Dinner in the hotel yesterday evening was excellent. Three courses for 26 euros excluding wine. A marked contrast in quality to the 12 euro menu of the previous 2 nights.

The day started with a late breakfast which was served from 9:00. Again excellent quality. We were presented with a plate of fried eggs, cheese and cured ham with a side plate with small cakes and croissants. Then a plate of cut up fresh fruit and natural yoghurt. Finally a large tortilla was placed on the side.
board. If we wanted anything else we just had to ask!

The start of the bike ride was a 30 minute drive away. We started in the small village of Castanares De Rioja and followed the via Verde for 22km to Ezcaray. The first mile was a rough stone track alongside the road. The path then moved away from the road and the surface changed to a tarmac surface for the rest of the way. The gentle climb and constant headwind slowed the pace. The scenery only started to change as we got closer to Ezcaray . The fields field s were growing a mixture of vines, vegetables crops and wheat. A cafe in the town provided a late lunch. Although we ordered 2 courses only one arrived.

The tomatos and tuna salad was good but when we got the bill it turned out to be very expensive.

The return to the car was a lot faster. A coffee in the small bar excellent value at 1.20 euros.

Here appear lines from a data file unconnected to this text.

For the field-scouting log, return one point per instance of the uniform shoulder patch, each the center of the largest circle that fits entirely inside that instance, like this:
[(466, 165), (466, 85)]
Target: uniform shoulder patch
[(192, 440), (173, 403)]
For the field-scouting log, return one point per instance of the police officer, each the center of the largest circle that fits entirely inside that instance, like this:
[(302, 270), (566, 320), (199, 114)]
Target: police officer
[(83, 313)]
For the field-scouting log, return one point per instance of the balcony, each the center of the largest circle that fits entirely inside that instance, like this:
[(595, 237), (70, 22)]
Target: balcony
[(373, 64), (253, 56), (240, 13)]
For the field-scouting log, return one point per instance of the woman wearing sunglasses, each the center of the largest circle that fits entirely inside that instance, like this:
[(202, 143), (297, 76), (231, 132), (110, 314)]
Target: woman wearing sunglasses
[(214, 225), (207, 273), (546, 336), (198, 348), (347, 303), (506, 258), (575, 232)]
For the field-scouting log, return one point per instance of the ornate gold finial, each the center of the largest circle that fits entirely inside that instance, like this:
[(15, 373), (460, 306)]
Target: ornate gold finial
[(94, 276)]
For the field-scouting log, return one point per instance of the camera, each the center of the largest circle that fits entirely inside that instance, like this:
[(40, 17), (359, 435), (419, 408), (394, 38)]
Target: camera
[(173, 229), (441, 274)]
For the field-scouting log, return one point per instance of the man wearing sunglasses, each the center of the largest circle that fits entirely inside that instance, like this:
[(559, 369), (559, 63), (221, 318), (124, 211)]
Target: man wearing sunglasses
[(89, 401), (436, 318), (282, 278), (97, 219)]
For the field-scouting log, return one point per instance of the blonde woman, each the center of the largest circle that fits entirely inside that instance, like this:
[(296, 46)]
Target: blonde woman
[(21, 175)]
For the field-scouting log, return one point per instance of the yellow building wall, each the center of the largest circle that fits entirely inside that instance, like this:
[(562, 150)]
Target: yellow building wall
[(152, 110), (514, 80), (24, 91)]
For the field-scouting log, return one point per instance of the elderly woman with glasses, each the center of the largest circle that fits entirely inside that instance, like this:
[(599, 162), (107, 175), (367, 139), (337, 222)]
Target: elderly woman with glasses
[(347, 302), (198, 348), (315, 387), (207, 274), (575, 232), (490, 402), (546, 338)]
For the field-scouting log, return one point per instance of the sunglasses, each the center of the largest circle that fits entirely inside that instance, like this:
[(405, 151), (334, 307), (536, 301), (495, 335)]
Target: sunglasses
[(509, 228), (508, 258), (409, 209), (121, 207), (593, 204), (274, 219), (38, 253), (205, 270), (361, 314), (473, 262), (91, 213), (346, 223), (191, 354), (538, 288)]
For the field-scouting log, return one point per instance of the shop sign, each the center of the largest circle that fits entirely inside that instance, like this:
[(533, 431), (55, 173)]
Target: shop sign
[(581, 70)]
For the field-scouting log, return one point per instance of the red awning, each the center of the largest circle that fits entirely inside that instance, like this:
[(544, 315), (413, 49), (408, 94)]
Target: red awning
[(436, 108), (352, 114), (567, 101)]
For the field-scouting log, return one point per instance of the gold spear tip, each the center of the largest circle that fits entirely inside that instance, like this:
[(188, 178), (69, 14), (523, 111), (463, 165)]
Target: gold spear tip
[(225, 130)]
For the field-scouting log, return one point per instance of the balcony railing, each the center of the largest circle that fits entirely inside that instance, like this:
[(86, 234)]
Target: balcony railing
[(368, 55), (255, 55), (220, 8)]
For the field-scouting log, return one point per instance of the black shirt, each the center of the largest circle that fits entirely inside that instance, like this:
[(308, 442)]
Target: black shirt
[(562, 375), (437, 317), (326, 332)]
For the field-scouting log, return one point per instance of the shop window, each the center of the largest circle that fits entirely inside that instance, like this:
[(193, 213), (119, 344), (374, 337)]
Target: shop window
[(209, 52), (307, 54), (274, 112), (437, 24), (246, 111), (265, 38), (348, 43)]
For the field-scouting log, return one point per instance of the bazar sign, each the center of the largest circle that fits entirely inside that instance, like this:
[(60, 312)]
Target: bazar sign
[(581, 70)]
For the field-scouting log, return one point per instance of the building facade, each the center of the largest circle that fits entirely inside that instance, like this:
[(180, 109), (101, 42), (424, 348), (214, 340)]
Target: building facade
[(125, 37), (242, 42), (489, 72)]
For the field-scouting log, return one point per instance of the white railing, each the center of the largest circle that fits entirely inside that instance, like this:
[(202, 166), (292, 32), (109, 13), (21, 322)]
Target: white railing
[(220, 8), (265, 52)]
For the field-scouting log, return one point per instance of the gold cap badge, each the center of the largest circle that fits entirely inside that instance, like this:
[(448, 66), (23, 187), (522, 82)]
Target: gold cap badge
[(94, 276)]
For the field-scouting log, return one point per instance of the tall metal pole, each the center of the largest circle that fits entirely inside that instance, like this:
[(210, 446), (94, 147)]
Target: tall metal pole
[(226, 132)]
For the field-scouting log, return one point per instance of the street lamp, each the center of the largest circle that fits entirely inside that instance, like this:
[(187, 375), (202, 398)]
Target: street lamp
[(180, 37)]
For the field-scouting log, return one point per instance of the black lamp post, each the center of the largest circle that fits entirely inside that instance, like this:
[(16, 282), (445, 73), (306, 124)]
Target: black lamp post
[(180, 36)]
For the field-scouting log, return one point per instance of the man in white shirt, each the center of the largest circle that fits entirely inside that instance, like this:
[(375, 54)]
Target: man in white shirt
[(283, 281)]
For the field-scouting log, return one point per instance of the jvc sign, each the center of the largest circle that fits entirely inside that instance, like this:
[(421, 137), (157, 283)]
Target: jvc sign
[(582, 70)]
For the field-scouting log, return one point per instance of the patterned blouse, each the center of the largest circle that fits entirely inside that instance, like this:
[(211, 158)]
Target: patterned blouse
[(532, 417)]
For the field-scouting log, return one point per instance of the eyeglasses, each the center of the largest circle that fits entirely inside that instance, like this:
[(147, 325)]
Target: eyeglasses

We then drove to Haro and selected a bodega for a tasting, Lopez De Heredia
A tasting glass was 2.1 euros but we were allowed two small samples for the price.

The cheaper Rioja was 12 euros a bottle and the most expensive 23 euros. We enjoyed the samples but decided not to buy some wine.

We arrived back at the hotel in time to book in for dinner and catch up on the blog / holiday diary.